Piedmont Arts Festival
Starring Ruby the Bantam Hen
Photo courtesy of the The Atlanta Journal-Constitution. Photographer W. A. Bridges.
The 1983 Piedmont Arts Festival in Atlanta attracted more than a million attendees
A slew of performance artists and bands, potters, jewelers, glass blowers, and leather-goods craftsmen dotted the festival grounds. Once we saw that face painters were allowed, I ran back to the bus, whipped up an advertising
placard on poster board, and marched back armed with my face-painting kit and
camping stool. I remained in place painting roses, balloons, hearts, freckles, black noses and whiskers, thrilled by the long lines of patient parents and their excited kids.
The festival allowed all performers and booth participants who lived in their vehicles
to park in a vast lot adjacent to one of the main booth areas. Access to bathrooms, electrical hookups, and plenty of edibles were a big relief. Each morning we stepped out
of the bus, walked less than a block, and worked on the walkways packed with strolling crowds near the park meadow. We took time off during that week to listen to a quirky group called The Swimming Pool Q’s and to talk with a West Virginia family of off-the-grid farmers who sold thousands of hand-carved wood flutes.
When Jim first revealed Ruby the bantam hen from underneath his hat at the end of the Cups and Balls, she became the talk of the festival. Jim had trained the chick to lay quietly on a soft cotton cloth in his servante until needed—no peeping allowed. Everywhere he set up people flocked to him.

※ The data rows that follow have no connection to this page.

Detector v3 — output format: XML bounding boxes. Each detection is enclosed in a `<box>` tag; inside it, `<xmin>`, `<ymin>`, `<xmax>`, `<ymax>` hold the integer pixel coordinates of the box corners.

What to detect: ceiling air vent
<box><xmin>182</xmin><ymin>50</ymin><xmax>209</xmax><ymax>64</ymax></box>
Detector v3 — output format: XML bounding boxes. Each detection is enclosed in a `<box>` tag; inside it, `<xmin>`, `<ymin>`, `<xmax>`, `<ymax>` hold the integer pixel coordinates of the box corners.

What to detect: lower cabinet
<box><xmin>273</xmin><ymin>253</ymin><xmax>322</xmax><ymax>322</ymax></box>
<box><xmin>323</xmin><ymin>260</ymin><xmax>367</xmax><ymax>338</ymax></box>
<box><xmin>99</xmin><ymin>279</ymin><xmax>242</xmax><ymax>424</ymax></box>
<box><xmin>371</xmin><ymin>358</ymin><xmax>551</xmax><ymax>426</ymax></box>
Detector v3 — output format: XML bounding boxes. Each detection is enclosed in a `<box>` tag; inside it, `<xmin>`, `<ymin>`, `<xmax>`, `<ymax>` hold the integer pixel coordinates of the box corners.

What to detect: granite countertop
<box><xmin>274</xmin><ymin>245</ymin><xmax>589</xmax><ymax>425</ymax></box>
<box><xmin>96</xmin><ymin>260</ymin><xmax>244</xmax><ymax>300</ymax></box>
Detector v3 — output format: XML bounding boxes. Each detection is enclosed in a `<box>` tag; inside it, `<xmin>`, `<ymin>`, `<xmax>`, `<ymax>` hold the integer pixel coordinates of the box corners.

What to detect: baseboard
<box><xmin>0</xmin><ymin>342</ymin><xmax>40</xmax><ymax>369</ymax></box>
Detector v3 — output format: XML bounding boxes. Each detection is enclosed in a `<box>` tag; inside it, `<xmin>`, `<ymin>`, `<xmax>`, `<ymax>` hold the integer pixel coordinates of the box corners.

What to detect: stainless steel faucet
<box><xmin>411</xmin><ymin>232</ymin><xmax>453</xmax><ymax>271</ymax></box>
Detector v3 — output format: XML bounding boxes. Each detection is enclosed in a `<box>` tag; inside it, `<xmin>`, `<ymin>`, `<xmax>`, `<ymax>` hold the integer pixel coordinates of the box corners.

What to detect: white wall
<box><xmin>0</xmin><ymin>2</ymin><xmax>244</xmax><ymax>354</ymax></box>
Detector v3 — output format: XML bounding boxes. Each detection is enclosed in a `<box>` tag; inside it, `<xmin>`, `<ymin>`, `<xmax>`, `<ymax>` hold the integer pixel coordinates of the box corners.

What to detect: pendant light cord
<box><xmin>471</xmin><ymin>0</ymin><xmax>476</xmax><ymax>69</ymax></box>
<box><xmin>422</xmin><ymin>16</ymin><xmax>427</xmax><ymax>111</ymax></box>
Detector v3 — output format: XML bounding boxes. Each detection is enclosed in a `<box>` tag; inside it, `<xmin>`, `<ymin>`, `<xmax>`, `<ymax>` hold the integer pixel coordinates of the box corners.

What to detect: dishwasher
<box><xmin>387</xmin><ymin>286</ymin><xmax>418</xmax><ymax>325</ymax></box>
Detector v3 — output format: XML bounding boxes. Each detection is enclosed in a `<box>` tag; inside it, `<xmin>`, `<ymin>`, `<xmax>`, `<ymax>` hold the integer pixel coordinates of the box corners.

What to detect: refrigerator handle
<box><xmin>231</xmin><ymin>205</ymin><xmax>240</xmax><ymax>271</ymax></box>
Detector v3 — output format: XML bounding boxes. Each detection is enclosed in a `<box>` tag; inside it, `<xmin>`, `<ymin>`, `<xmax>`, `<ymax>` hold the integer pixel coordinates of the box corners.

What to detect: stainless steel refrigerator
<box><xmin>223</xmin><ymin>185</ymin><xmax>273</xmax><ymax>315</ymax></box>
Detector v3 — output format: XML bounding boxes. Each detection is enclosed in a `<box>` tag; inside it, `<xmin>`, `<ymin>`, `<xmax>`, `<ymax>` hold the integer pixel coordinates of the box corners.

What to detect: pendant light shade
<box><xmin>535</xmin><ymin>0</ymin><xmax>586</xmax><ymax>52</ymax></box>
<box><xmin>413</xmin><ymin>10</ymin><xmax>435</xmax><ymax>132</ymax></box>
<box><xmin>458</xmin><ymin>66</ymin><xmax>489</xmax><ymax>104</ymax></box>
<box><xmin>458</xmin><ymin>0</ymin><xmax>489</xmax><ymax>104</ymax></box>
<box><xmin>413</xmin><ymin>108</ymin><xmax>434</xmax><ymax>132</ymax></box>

A reporter from The Atlanta Journal interviewed us for a piece in the Sunday Lifestyle section. Usually, Jim avoided newspaper and television reporters like the plague, but he regaled her with hilarious stories about life on the streets and made the claim that for a busker “every day is a vacation.” She lapped that up as a great quote for her article. Eager to capture our images, the photographer went through two rolls of film. Positive he’d shot some really cool pics, the young man promised to send us a copy of the newspaper to our address in the French Quarter.
We left the next morning with our pockets full and journeyed west to California.